I was fortunate to have lived at the Hands and Feet Orphanage in 2011 and Christela was still there. She is now living in the US with Mark and his wife and little John....also from the HAF orphanage. I never get tired of watching her rescue. 

Tuesday, August 21, 2012

August 20th, 2012

Greetings to all…….
I thought I’d better start working on blogging again as I am preparing to return to Haiti in late October. I know I won’t have much to write about until I actually arrive in Port au Prince, but I don’t want to leave things on my “to do” list for too long…So, getting my blog reorganized now, in the summer, while I have a ton of down time is a good thing.
I will be returning to Zanmi Beni in Port au Prince. Can’t wait to see how much the babies and toddlers have grown and changed and anxious to get my arms around ‘my’ handicapped kids…especially Alicia that loves me to sing “Jesus love the little children” to her. There have been many changes at the compound while I’ve been home “resting” and getting Mom moved and settled into her gorgeous retirement home--- (That’s a whole God story right there.
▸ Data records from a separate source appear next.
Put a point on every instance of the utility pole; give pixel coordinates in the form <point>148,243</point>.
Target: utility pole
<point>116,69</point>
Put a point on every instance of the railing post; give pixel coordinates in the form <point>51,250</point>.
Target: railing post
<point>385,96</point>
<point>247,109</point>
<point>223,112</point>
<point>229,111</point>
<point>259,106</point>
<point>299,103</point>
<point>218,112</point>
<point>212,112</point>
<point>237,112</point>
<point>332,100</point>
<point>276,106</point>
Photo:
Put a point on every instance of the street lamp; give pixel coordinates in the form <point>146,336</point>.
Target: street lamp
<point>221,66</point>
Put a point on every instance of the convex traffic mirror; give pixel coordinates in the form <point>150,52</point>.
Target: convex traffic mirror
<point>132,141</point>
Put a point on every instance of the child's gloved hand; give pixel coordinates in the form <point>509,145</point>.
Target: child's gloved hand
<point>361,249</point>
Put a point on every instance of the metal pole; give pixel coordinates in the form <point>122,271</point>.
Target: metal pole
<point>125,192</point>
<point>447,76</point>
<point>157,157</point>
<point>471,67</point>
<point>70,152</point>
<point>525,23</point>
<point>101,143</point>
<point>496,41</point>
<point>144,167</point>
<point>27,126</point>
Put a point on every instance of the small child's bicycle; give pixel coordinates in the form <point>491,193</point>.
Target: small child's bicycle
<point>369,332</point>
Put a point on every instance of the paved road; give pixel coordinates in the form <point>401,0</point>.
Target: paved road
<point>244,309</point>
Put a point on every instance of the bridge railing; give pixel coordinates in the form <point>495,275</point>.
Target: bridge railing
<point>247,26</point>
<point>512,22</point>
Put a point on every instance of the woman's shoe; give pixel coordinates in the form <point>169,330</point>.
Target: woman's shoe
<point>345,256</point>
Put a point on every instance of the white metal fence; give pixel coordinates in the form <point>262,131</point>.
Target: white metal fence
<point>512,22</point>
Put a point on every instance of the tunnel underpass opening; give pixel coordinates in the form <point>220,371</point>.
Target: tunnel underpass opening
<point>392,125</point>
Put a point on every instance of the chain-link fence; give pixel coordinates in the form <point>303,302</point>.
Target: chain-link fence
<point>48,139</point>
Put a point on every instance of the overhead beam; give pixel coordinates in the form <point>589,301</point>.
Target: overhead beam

It’s amazing how things always seem to fall into place for Mom. Sure makes it easier for me…..
For now…..( and mainly because I really don’t have anything to say…yet…) I am only posting pictures of Life in Haiti that are not on my facebook page. That is... I will be posting pictures as soon as I figure out how!!! I still haven’t located the ‘upload pictures’ button.

I am looking forward to reconnecting with everyone in Haiti and also with all the people here in the states that have followed my Blog and have supported  me financially or with prayers; or both; or anything else!  Thank you to all that have hung in there with me over the years. I appreciate you and I am forever GRATEFUL.